We have a few Joy Cowley books (linked to review) that we have really enjoyed, and continue to enjoy. They are fun, colorful, and great for early readers. Published by Hameray Publishing Group, these books are early readers that have been used and enjoyed by teachers and students for many years. When Hameray let me know that they have a new biography series out, I was eager to read some of these high interest books!
Hameray sent me three biographies including Anne Frank, Sacagewea, and Barack Obama. They are, generally speaking, for grades 3-8. However, Hameray has very specific applications of reading levels, with several per grade (and various labels as well). Anne Frank is guided level R (proficient reader, grade 4), Sacagewea is guided level N (fluent reader, grade 3), and Barack Obama is guided level P (fluent reader, grade 3). All of Hameray's books, including the biography series can be used with small (or large) groups. These books are meant to be high interest for all readers. Many schools like to use Hameray books for reading, and they have a fabulous reputation. I was happy to read and review these three biographies.

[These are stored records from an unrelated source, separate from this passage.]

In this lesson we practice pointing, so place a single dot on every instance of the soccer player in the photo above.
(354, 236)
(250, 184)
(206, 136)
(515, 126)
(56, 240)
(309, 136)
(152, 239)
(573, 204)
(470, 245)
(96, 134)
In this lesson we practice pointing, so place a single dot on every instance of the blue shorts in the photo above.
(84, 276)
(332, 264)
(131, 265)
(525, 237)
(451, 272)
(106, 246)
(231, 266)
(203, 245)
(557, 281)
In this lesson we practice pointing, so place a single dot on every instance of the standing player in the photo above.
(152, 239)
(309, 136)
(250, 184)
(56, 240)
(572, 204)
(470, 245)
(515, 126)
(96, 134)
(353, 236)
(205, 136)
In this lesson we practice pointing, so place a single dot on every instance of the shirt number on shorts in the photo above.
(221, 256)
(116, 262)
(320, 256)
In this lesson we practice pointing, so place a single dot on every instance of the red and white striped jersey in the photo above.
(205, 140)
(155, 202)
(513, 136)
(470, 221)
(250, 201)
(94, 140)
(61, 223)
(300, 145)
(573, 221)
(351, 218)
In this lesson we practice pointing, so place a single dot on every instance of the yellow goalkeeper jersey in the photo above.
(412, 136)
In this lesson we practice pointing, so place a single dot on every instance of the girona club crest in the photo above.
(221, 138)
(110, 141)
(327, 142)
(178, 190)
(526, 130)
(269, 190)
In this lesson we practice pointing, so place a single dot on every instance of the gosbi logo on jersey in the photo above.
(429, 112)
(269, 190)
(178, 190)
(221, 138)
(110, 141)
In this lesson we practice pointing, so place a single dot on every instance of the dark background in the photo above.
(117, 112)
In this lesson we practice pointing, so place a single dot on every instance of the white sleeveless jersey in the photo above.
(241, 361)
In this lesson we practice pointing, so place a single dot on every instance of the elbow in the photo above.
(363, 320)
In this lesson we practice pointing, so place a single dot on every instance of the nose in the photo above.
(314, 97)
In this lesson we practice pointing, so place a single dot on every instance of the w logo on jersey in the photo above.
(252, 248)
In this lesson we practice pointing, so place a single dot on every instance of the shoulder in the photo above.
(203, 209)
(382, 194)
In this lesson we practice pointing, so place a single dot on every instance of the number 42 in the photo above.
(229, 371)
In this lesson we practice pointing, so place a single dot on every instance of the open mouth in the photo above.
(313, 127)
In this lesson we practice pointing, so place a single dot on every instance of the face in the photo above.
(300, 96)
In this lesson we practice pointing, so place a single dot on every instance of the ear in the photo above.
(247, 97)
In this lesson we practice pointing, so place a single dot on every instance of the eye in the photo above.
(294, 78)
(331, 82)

Having read the 1,400 page book on Sacagewea over the summer of 1999 (maybe into the fall, I'm not sure), I do know a bit about Sacagewea and the Lewis and Clark expedition. (Oh, how sad was I when I loaned this book to one of my students...who did not return to the school the following school year. I just hope she read it and passed it on! That was a good book, though long!) Though there are other children's biographies available (that I have not read), I thought Sacagewea was a well-written book for an elementary aged child, especially for grades 3 and 4, and even some second graders, and older children would still have interest in it, too. Though I disagreed with the pronunciation the book gave for Sacagewea's name (I believe most sources use the /j/ sound), the book itself gave great information-and much more than you would find in a third grade history book.

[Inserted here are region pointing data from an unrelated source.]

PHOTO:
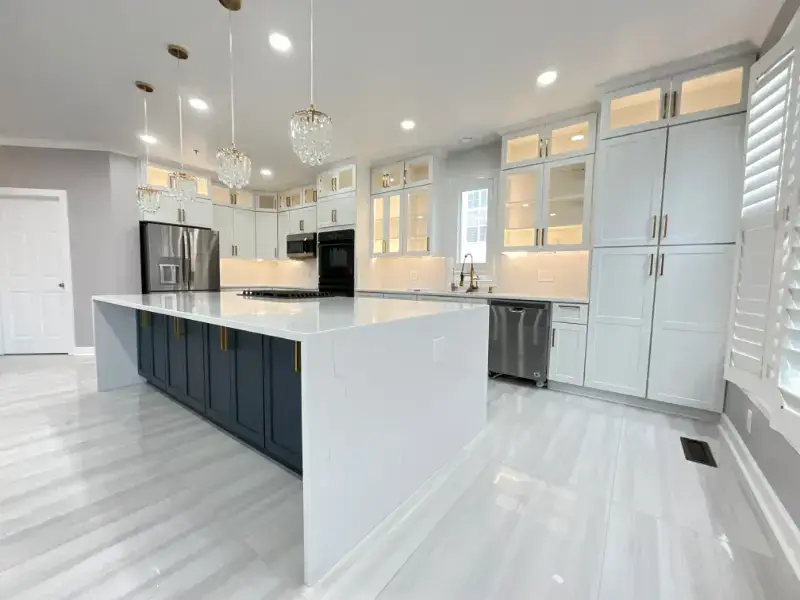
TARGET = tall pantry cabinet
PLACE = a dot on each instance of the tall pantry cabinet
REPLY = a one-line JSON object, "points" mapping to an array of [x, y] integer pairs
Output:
{"points": [[666, 206]]}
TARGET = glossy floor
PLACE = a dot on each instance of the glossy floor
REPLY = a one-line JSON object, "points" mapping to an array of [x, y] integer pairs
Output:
{"points": [[128, 495]]}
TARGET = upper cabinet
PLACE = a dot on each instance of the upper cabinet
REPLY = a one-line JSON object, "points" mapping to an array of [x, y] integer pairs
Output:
{"points": [[547, 207], [700, 94], [338, 180], [555, 141], [402, 174]]}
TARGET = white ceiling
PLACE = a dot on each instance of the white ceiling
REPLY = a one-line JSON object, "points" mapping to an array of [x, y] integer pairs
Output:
{"points": [[456, 67]]}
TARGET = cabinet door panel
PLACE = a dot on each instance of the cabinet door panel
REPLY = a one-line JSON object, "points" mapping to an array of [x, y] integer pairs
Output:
{"points": [[620, 319], [690, 324], [627, 197], [196, 365], [703, 182], [220, 375], [567, 353], [160, 333], [248, 406], [284, 416]]}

Most people are familiar with Anne Frank-The Diary of a Young Girl, and fourth grade is probably about as early as some parents might want to introduce some of the details of the brutality of World War II to their children. Homeschoolers may consider this book for a younger age and guided closely by a parent. Hameray's Anne Frank would be a good way to get an overview of Anne's life and how it was cut short.
Our current President (and past President Ronald Reagan) also has a biography by Hameray. Known for his powerful and persuasive speeches, it is no surprise that the book Barack Obama includes several quotes. As with the other books that I have highlighted here, this gives a brief summary of his life. It tells of his upbringing and education. It shares why Obama got involved in politics and eventually became president of the United States. I didn't think this was an unbiased biography, and though that wouldn't be surprising if it were for an adult, this is a book that will be used in classrooms. As with all the books, vocabulary words are included, with a glossary in the back. One of the words to describe Obama is "open-minded." Some may agree, but most conservative people would disagree with that statement. My much larger disagreement is in the way the vocabulary word "liberal" is defined. Based on author Adria F. Klein (and Hameray's?) definition in the glossary, liberal means "beliefs that are more open-minded and willing to include all sides." WHAT? Gee, can you imagine a child going home from school and asking his parents if they are liberal and being shocked when they say no because that means they are not "willing to listen to other view-points"? If that is the definition for liberal, how can a fair definition be given for a conservative politician or voter?
I would be very disappointed if my child's school used a book such as this to educate children about the President. Let me clarify. I think educating our children about our current President, no matter the political party is just fine, and even beneficial. However, in a classroom setting, words such as conservative and liberal should be properly defined, and the books a teacher uses to teach should not be politically slanted-to any view. You may think that this review is a bit unbiased in itself, but when a publishing company asks for a review, it will be an honest one here at Live, Learn Love. Politics can be taught without such strong bias in any school, and should be! (As a former teacher, I know how important it is to be neutral in these situations. I also know that a teacher should be careful of how they present their views-and the books we share with our classes have the capacity to be very influential. Many children believe if they read it, it must be absolute fact, especially when presented as fact such as in a biography.)
Overall, I would definitely recommend the Sacagewea and Anne Frank biographies by Hameray and would even like to read others in the series. However, I cannot recommend the Barack Obama book for the reasons stated above. I hope some changes are made to Barack Obama to make it less biased to uphold the reputation of Hameray.
These biographies were provided for review purposes by Hameray.